In looking at the additional information, I discovered that it is dated to approximately 1650 & came into the National Trust from Keevil Manor in 1910. It is now on display at Westwood Manor in Wiltshire, according to the National Trust website.
Apart from the rather 20th Century look this portrait has, what piqued my curiosity was the lack of any deformity one would think would have been shown in a portrait of Richard III done centuries after his death. If "Tudor propaganda" was so successful & so ingrained as we are practically beaten over the head to believe, where is the hump? And why would there be a portrait of Richard III in Keevil Manor? Where is Keevil Manor anyway?

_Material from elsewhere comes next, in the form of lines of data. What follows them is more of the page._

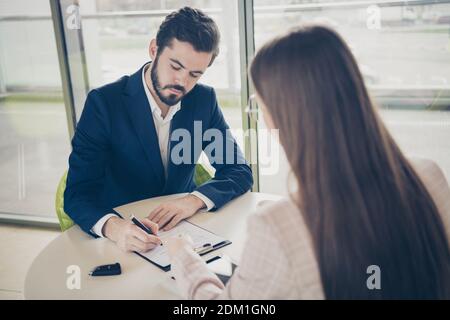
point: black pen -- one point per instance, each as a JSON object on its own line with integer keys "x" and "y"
{"x": 140, "y": 225}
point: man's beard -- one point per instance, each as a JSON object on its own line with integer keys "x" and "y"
{"x": 171, "y": 99}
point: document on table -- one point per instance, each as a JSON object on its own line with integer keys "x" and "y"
{"x": 204, "y": 242}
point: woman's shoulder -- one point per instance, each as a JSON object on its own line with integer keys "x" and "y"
{"x": 434, "y": 180}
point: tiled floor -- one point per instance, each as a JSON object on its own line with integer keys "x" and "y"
{"x": 19, "y": 246}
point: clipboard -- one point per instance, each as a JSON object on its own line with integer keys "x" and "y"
{"x": 204, "y": 240}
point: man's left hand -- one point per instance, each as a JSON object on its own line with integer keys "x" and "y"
{"x": 169, "y": 214}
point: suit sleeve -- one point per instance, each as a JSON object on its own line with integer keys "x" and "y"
{"x": 87, "y": 163}
{"x": 233, "y": 175}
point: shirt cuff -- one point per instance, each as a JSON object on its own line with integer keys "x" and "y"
{"x": 209, "y": 204}
{"x": 97, "y": 228}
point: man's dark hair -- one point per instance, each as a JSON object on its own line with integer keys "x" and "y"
{"x": 192, "y": 26}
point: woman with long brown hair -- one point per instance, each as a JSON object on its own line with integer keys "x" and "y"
{"x": 360, "y": 203}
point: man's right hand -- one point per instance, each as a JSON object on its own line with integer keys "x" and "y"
{"x": 130, "y": 237}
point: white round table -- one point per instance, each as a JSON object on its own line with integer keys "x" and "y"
{"x": 50, "y": 273}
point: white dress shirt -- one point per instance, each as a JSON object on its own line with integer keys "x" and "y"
{"x": 162, "y": 127}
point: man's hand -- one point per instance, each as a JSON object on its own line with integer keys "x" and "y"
{"x": 169, "y": 214}
{"x": 130, "y": 237}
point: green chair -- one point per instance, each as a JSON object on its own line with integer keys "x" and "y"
{"x": 202, "y": 174}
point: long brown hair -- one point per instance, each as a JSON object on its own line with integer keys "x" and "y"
{"x": 363, "y": 202}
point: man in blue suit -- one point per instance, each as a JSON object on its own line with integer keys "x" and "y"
{"x": 123, "y": 147}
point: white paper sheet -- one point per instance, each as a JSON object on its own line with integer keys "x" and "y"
{"x": 199, "y": 236}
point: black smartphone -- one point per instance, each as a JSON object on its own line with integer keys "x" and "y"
{"x": 222, "y": 266}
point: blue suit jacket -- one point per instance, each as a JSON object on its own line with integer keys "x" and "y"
{"x": 116, "y": 158}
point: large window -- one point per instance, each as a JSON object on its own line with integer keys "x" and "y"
{"x": 403, "y": 51}
{"x": 34, "y": 140}
{"x": 402, "y": 47}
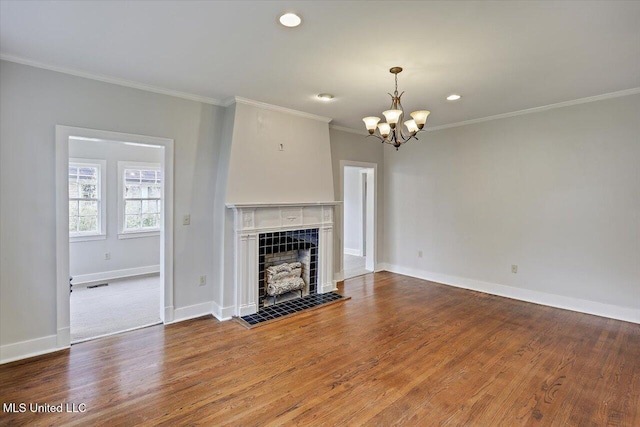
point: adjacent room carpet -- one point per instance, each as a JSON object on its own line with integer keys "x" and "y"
{"x": 123, "y": 305}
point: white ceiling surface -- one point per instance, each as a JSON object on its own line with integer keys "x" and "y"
{"x": 501, "y": 56}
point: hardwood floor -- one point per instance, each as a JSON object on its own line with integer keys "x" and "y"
{"x": 402, "y": 351}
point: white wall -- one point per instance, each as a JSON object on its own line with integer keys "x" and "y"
{"x": 556, "y": 193}
{"x": 87, "y": 257}
{"x": 32, "y": 102}
{"x": 260, "y": 172}
{"x": 347, "y": 146}
{"x": 352, "y": 209}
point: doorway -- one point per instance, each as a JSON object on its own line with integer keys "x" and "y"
{"x": 358, "y": 218}
{"x": 116, "y": 223}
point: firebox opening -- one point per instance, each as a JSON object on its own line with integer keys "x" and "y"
{"x": 292, "y": 256}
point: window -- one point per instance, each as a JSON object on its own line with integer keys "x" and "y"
{"x": 86, "y": 199}
{"x": 141, "y": 197}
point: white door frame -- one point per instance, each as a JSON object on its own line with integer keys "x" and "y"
{"x": 372, "y": 253}
{"x": 62, "y": 220}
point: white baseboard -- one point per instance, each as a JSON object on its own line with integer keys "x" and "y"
{"x": 328, "y": 287}
{"x": 191, "y": 312}
{"x": 349, "y": 251}
{"x": 248, "y": 309}
{"x": 102, "y": 276}
{"x": 222, "y": 313}
{"x": 168, "y": 314}
{"x": 29, "y": 348}
{"x": 558, "y": 301}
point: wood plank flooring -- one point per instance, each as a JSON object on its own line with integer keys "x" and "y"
{"x": 402, "y": 351}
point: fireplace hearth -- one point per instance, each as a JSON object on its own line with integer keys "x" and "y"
{"x": 272, "y": 234}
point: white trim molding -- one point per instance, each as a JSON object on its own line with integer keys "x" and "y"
{"x": 618, "y": 94}
{"x": 354, "y": 252}
{"x": 30, "y": 348}
{"x": 626, "y": 314}
{"x": 252, "y": 219}
{"x": 112, "y": 80}
{"x": 192, "y": 311}
{"x": 222, "y": 313}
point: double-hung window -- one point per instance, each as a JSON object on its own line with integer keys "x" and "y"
{"x": 140, "y": 188}
{"x": 87, "y": 206}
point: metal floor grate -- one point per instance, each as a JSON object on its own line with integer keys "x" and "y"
{"x": 289, "y": 307}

So off I went in search of this information. What I found was rather interesting & some familiar names crop up in it. As it happens, Keevil Manor was owned by the Earls of Arundel. During the reigns of Henry VI, Edward IV, & Richard III, the Earl of Arundel was William Fitzalan. He participated in Henry VI's "Loveday Council" in 1458, but his Yorkist loyalties were such that he had to be ordered by the king to stop footdragging & attend. He fought at the Second Battle of St. Albans for the Yorkist side, and in 1483, served as "Pincerna" (cupbearer) at Richard's Coronation. He is listed as a Bosworth Combatant on Richard's side as well, but that didn't prevent him from being "Pincerna" at Henry VII's coronation a few months later. Keevil Manor itself was later sold in the 16th Century to Richard Lambert, husband of Alice Paston (!!). The current manor dates from this time & is located about 13 miles southeast of Bath.
Although I didn't find an answer to satisfy my curiosity about this portrait, I'm quite happy with the results of my search. I found a new-to-me portrait of Richard, learned a little bit more about one of the Yorkist supporters, & another museum to visit on a future trip to the U.K. Plus, I have a lot of information to use while speculating why this portrait doesn't have a hump!
UPDATE: I came home this evening to do some more searching online to see what I could find out about this painting. I came across a Trip Advisor review of Westwood Manor & looked through the photos posted there. In the slideshow, I came across the photo below. It appears that this portrait is part of a "Kings & Queens of England" series from the 17th Century, but that still doesn't explain to me how or why the "Tudor propaganda"-inspired hump wasn't included or how this portrait came to resemble Richard so closely. Was it a copy from a now-lost original?